From approximately 12:50 AM to 6:00 AM PDT on July 31, Boundary experienced intermittent downtime of streaming and historical systems stemming from riak cluster instability. The tl;dr is that a configuration change intended to allow our riak nodes more breathing room with regard to open file limits caused intermittent ulimit kills. This partial failure cascaded to our streaming system and exposed a riak bug in which a cluster can become fragmented.
We use eleveldb as the storage backend in the riak cluster behind Kobayashi (our system for collecting and analyzing historical metrics). It is common for us to adjust the configuration of this cluster to better suit our workload. At around 12:30 AM PDT we rolled out a configuration change to the eleveldb backend upping its open file limit. The change was rolled out to one node at a time on our 9 node cluster. Immediately following this change we noticed 99th percentile get and put latencies jump a little, but have found this to be common following rolling restarts of the cluster. Soon thereafter we saw the first sign that there might be trouble–the riak-java-client within kobayashi (our application layer over riak for historical analytics) began intermittently losing connections to riak on localhost. At this time, latencies began peaking at 60 seconds for both gets and puts–the maximum allowed by riak_kv_put_fsm and riak_kv_get_fsm.

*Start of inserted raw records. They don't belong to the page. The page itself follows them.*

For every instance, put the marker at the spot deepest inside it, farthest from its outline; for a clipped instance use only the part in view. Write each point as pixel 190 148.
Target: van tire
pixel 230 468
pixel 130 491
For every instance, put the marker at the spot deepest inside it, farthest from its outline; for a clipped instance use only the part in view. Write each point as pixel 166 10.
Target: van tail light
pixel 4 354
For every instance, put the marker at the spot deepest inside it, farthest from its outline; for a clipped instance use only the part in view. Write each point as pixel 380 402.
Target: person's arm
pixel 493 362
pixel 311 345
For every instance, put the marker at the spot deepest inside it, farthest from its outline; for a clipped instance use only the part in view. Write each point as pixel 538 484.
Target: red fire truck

To make matters worse, this is around the same time we saw indications that riak cluster instability had cascaded, causing partial failures in the streaming system. A bit of a back-story in how our streaming and historical systems interoperate is helpful in understanding this failure mode. Kobayashi persists historical network metrics in riak in blocks of 10 seconds, 10 minutes, and 10 hours for second-resolution, minute-resolution, and hour-resolution metrics, respectively. Upon taking on a particular organization as a unit of work, the streaming system loads state–the last block written for each query–so that we can begin writing into the last partially complete block. Since the streaming system was unable to load this state from kobayashi/riak during normal handoff operations, some orgs failed to start up and process data. The result of this failure is a dashboard which fails to show streaming metrics. Furthermore, writes to kobayashi from the streaming system during this time were timing out causing bounded queues to back up and begin rejecting work. The end result of this additional failure mode is loss of some writes of historical data for many customers even if the dashboard appeared fully functional.

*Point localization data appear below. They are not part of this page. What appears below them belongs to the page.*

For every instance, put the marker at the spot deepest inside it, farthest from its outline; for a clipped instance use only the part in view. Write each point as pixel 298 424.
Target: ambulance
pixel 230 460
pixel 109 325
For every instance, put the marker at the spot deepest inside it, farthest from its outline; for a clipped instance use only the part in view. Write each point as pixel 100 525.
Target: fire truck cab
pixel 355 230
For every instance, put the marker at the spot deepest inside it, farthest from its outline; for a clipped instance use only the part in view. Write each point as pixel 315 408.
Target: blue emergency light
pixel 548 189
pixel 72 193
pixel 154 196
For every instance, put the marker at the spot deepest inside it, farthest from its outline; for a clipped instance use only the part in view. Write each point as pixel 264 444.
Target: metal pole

In the mean time we began digging deeper to get details on the overall health of the riak cluster and anything we could do to ameliorate the pain we were feeling. We noticed two things immediately:
- There were a large number of handoffs/fallbacks pending as per
- Cluster members did not agree on vnode ownership as indicated by `riak-admin ringready`.
As for the first item, we have seen pending handoff operations coincide with similar latency issues in the past. Unfortunately, the only solution has been to wait. However, we were troubled at the lack of a discernible downward trend in pending handoff operations over time. This fact combined with the split-brain that had occurred (point #2) led us to question whether we should revert the configuration change that preceded this failure or whether cluster instability was simply a snowball effect initiated by the rolling restart.

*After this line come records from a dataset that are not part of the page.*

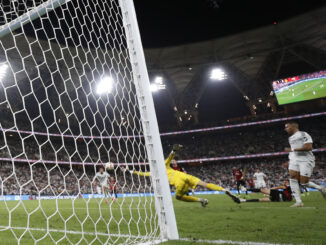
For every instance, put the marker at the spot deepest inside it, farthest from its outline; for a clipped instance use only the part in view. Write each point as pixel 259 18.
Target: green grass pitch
pixel 303 91
pixel 221 219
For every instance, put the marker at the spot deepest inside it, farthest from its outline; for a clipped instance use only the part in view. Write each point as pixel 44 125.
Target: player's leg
pixel 105 192
pixel 294 171
pixel 265 191
pixel 217 188
pixel 180 194
pixel 210 186
pixel 243 186
pixel 238 187
pixel 306 169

Further investigation into the riak logs showed that the parent process was periodically being killed due to ulimit issues. The configuration change we made allowing eleveldb more open files permitted the erlang vm as a whole to attempt opening more file descriptors than allowed by ulimit -n. This was made worse by vnode multiplexing and handoff-induced vnode motion around the cluster. Reverting the eleveldb change allowed the cluster to eventually stabilize.
However, riak was still fragmented as one node of the nine had formed a ring of its own. This turned out to be caused by a race condition in riak itself in which it becomes possible for a cluster member to leave and form a ring of one. While the window of time in which this bug may be exposed is exceptionally small, it is a condition that arises on node startup. Because nodes were dying and coming back online somewhat regularly, we had a greater probability of hitting that race condition–which we did. The folks at Basho were great and helped us troubleshoot and rejoin this orphaned node to the rest of the cluster.
There are some lessons to be learned here. In addition, we can extrapolate from these experiences about tooling that would have helped us to recover from this problem more quickly or prevented it entirely.
Our primary method of solving this problem was grepping through log files and using riak administration tools to get instantaneous snapshots of cluster state. A helpful tool for determining handoff activity contributing to cluster instability is `riak-admin transfers`. While this is useful, it doesn’t give the whole picture–we have to dig through log files for clues. Worse still, this particular tool blocks the very handoff operations being monitored so it must be used sparingly.
With a large number of machines and applications in play, it can be difficult to find important, low-frequency log events in the midst of unimportant, high-frequency ones. Tools that help consolidate and visualize logs emitted by distributed systems would potentially be of great help in these situations and we will continue looking into them.
Furthermore, we will take greater care to roll out configuration changes like this in the future. While we did take our time during the rolling update, we now have a better idea of how long to wait between riak restarts and how to evaluate whether a change was successful.
The good news is that most data was still captured during this time and only a subset of customers were affected by blank dashboards. But events like this remind us of the importance of resilient, operations-friendly engineering and help us to build better systems. While the source of this incident was a seemingly minor configuration change, the results had unexpected, cascading impact. We are forced to reason through these failure scenarios and this makes us better-equipped to accommodate partial failures in the future. Our mental model of how our infrastructure fits together, and how it breaks, is enhanced. We will continue using this experience to the benefit of everyone who uses Boundary.